甲烷菌（Methanogens）只存在于古生菌（Archaea）中，有可能通过生产甲烷来帮助解决未来的能源挑战。因此，它们的新陈代谢近年来备受关注。尽管它们不能依靠糖类生长，但它们会储存糖原，这就提出了一些耐人寻味的问题：这种聚合物在甲烷发生器代谢中的作用，以及当甲烷底物不可用时触发其降解的信号。在这里，我们研究了基因组数据库，以确定甲烷菌中负责糖原合成和降解的酶，并探讨了糖原在营养物质和产甲烷底物缺乏时的关键作用。此外，我们还分析了糖原代谢所涉及的代谢途径及其与这些生物表现出的各种类型的甲烷生成之间的联系。
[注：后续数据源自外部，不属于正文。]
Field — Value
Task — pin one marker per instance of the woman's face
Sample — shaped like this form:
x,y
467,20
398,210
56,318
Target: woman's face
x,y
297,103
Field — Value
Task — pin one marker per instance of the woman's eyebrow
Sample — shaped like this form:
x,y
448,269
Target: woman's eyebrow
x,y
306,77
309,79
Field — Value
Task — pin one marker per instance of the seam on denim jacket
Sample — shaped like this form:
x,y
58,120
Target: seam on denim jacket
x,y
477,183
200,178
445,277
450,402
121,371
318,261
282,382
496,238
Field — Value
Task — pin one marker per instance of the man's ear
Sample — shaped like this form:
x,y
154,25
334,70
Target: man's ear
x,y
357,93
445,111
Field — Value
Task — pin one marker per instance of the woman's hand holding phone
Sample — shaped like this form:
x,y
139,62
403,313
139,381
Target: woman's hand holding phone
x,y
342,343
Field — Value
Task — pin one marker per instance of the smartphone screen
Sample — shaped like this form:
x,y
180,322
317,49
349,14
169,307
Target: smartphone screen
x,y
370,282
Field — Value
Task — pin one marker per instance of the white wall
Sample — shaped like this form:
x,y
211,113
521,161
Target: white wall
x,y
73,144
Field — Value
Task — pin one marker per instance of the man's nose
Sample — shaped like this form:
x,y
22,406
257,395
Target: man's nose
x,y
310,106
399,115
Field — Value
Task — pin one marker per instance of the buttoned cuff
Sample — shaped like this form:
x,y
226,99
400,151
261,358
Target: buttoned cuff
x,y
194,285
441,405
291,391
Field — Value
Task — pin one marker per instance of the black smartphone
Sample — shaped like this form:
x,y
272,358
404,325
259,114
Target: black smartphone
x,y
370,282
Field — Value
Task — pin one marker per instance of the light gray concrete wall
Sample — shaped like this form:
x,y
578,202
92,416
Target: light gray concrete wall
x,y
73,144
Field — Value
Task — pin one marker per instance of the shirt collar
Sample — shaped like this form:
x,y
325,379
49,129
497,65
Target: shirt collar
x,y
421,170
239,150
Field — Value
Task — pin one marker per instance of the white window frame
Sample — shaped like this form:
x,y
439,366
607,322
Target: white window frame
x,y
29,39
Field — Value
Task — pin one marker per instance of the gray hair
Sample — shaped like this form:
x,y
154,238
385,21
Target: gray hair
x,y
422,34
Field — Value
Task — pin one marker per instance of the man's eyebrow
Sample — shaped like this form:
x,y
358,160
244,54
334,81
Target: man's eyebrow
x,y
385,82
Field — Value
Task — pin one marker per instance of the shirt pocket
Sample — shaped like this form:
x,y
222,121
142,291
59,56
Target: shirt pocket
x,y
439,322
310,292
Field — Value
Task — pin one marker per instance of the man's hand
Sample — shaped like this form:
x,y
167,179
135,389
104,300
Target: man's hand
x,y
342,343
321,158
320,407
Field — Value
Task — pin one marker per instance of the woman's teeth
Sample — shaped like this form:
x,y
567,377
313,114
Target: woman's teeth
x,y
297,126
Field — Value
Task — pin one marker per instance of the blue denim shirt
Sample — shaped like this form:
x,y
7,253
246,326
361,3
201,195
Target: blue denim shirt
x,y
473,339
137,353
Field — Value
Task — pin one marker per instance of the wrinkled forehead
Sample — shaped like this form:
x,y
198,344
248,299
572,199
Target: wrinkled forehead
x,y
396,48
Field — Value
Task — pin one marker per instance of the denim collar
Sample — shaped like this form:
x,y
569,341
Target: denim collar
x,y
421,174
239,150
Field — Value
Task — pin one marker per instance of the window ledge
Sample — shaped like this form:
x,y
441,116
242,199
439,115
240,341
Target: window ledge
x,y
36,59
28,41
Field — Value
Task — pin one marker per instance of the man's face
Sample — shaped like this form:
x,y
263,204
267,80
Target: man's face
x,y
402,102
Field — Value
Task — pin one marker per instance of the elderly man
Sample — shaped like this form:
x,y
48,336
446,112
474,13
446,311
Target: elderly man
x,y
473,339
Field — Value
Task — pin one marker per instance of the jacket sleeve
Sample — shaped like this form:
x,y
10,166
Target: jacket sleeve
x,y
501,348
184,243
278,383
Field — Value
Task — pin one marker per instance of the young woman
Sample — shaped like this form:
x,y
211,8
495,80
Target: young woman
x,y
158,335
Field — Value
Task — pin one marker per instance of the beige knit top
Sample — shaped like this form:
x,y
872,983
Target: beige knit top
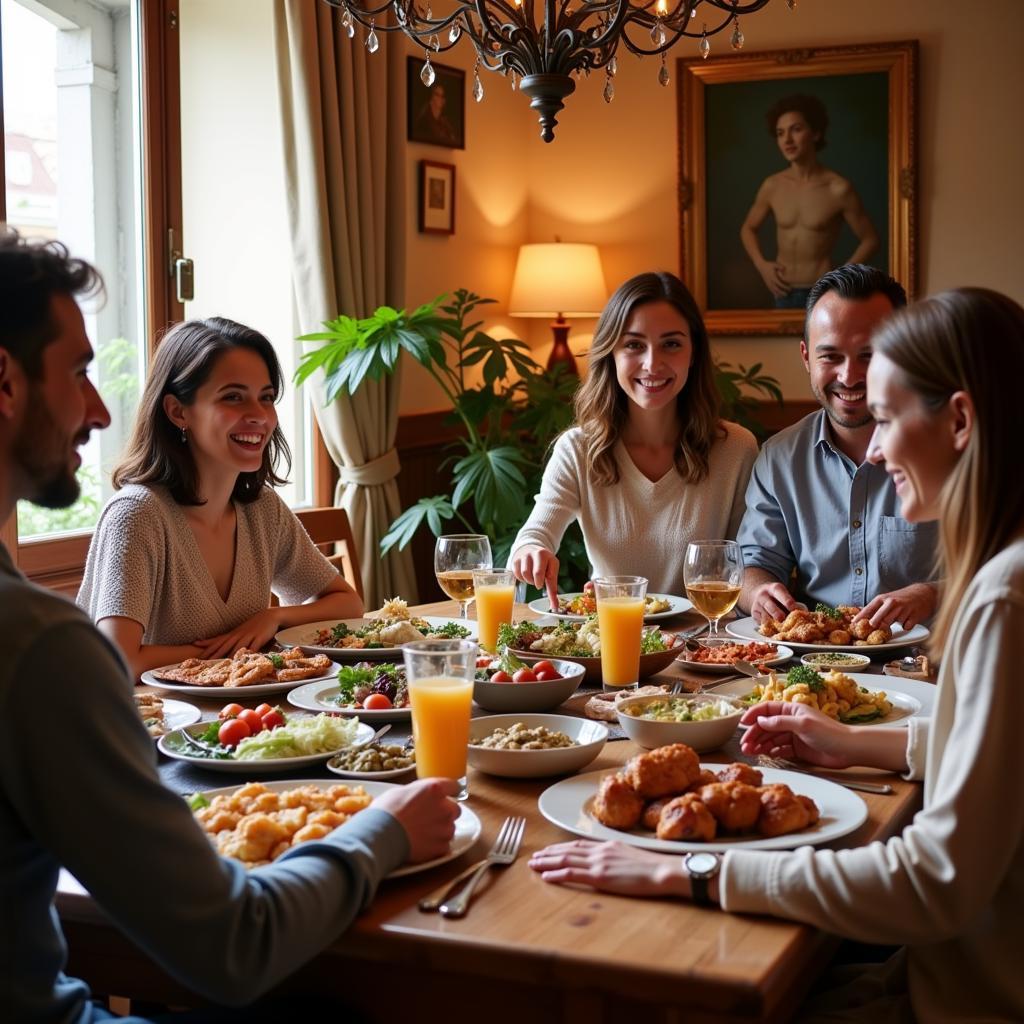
x,y
144,564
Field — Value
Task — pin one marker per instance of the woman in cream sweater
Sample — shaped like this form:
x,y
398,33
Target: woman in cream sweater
x,y
649,465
根据报告的效应物，提出了潜在的调控步骤。此外，通过使用 Alphafold3 服务器，我们预测了这些位点在酶结构中的位置，突出了这一工具的优势和局限性。对参与这种调控的异生效应器的分析表明，能量电荷可能是触发代谢从糖元生成和糖原储存向糖酵解和甲烷生成转换的信号。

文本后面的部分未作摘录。